Do they support a national bank that can invest public credit in the infrastructure Australia desperately needs, lend to small business and productive industry, and generally ensure that the important areas of the economy function properly?
The CEC is not able to run candidates in every seat, partly because the major parties have conspired to price out independently funded parties and candidates by doubling the nomination fee again. This is how the major parties collude—faced with losing increasing votes to minor parties and independents, instead of changing their policies they work out how to block competition.
Where the CEC doesn’t have candidates, vote and preference those candidates and parties that support taking on the banks.
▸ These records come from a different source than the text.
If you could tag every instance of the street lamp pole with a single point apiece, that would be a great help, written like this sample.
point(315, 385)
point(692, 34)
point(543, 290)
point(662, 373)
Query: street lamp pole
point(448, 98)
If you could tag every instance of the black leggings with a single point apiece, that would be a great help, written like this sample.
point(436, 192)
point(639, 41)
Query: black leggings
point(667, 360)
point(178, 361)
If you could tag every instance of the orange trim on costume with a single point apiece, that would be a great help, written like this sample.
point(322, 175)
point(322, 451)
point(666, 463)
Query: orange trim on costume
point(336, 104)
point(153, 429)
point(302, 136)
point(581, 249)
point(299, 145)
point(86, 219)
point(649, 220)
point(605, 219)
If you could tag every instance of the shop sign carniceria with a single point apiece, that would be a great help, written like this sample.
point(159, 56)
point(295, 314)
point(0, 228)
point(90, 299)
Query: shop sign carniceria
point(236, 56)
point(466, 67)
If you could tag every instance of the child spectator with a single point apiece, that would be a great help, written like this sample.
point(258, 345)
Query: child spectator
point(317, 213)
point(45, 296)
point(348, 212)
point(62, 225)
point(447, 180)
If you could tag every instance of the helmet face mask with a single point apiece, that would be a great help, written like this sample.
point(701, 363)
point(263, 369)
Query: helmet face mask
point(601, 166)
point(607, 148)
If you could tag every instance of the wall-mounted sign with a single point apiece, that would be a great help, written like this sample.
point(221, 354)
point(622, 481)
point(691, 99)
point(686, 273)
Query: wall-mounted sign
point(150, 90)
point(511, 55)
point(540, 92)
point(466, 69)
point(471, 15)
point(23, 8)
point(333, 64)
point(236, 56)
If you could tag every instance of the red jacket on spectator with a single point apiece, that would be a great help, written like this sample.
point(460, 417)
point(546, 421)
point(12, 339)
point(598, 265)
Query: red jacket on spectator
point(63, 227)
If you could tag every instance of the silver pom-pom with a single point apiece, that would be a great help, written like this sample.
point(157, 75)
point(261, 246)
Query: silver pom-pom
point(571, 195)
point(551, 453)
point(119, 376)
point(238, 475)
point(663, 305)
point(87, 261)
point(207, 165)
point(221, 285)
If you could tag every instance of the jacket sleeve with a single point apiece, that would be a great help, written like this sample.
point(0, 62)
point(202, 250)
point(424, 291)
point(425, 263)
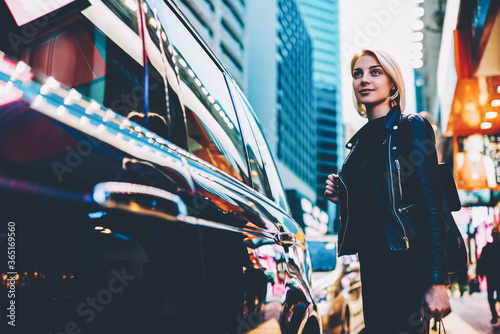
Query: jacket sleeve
point(430, 196)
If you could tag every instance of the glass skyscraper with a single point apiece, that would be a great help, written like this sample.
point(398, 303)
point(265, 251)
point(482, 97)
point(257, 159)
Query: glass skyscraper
point(322, 16)
point(280, 88)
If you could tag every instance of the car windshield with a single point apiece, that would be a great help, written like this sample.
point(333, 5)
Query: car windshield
point(323, 255)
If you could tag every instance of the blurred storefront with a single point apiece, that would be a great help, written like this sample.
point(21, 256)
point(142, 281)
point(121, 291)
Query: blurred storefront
point(469, 113)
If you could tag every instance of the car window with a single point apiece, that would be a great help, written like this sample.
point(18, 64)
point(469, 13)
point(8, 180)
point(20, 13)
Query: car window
point(257, 169)
point(98, 52)
point(166, 114)
point(272, 175)
point(213, 131)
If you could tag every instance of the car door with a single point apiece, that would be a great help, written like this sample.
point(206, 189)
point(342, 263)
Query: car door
point(95, 202)
point(262, 250)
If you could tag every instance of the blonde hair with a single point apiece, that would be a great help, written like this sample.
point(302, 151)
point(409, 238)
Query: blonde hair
point(393, 71)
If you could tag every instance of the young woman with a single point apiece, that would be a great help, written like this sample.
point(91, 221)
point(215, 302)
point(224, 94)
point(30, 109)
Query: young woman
point(392, 206)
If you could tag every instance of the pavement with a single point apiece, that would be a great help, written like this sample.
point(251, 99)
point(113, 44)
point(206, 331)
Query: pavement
point(470, 315)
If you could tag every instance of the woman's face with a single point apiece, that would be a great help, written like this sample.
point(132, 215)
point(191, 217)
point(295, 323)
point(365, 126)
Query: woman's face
point(372, 85)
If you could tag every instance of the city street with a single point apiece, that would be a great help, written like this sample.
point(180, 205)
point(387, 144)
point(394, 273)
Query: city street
point(470, 315)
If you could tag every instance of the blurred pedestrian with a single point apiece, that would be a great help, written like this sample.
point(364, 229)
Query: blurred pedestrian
point(489, 265)
point(392, 206)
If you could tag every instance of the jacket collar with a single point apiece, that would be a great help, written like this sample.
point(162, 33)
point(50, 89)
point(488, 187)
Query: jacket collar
point(392, 125)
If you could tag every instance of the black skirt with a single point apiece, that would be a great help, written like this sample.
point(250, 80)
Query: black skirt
point(393, 286)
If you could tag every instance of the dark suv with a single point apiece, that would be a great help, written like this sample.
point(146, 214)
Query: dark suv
point(137, 192)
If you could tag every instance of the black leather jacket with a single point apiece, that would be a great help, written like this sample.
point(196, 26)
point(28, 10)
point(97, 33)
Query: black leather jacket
point(413, 193)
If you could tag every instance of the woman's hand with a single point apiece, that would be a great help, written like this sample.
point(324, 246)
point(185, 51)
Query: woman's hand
point(436, 301)
point(332, 191)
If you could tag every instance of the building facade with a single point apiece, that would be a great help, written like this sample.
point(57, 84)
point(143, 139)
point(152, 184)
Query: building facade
point(323, 19)
point(221, 23)
point(280, 88)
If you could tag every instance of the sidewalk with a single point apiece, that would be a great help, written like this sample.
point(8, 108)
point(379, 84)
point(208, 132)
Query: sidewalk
point(470, 315)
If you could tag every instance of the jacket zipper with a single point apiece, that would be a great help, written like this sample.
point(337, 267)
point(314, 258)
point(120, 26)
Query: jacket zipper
point(392, 192)
point(347, 197)
point(399, 180)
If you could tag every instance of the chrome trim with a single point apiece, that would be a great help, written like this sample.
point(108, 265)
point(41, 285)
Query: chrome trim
point(103, 191)
point(392, 192)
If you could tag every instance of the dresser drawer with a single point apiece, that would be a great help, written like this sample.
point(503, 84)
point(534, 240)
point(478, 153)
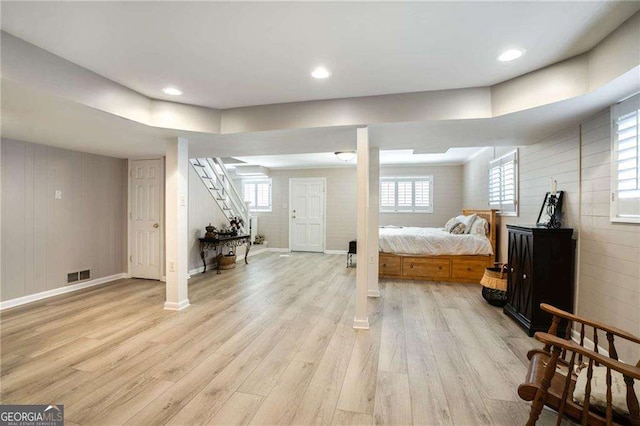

The parties that are genuine include:
Katter’s Australian Party—Bob Katter was the first to introduce the Separation of banks bill into Parliament, in June 2018;
The Greens—have become serious champions of bank separation and a people’s bank;
Pauline Hanson’s One Nation—Pauline Hanson introduced the Separation of Banks bill into the Senate in February, and her fellow Senator Peter Georgiou referred it to the Senate Economics Legislation Committee for an inquiry, the outcome of which the panicked Liberals have rigged on behalf of the banks;
Centre Alliance—Rebekha Sharkie supported Bob Katter’s introduction of the Separation of Banks bill, and the Centre Alliance senators voted for a motion to break up the banks in September 2018.
Contact all other individual candidates and parties to find out where they stand. Let’s ensure that whoever wins this election, when they take their seats in the House and Senate they have banking separation ringing in their ears!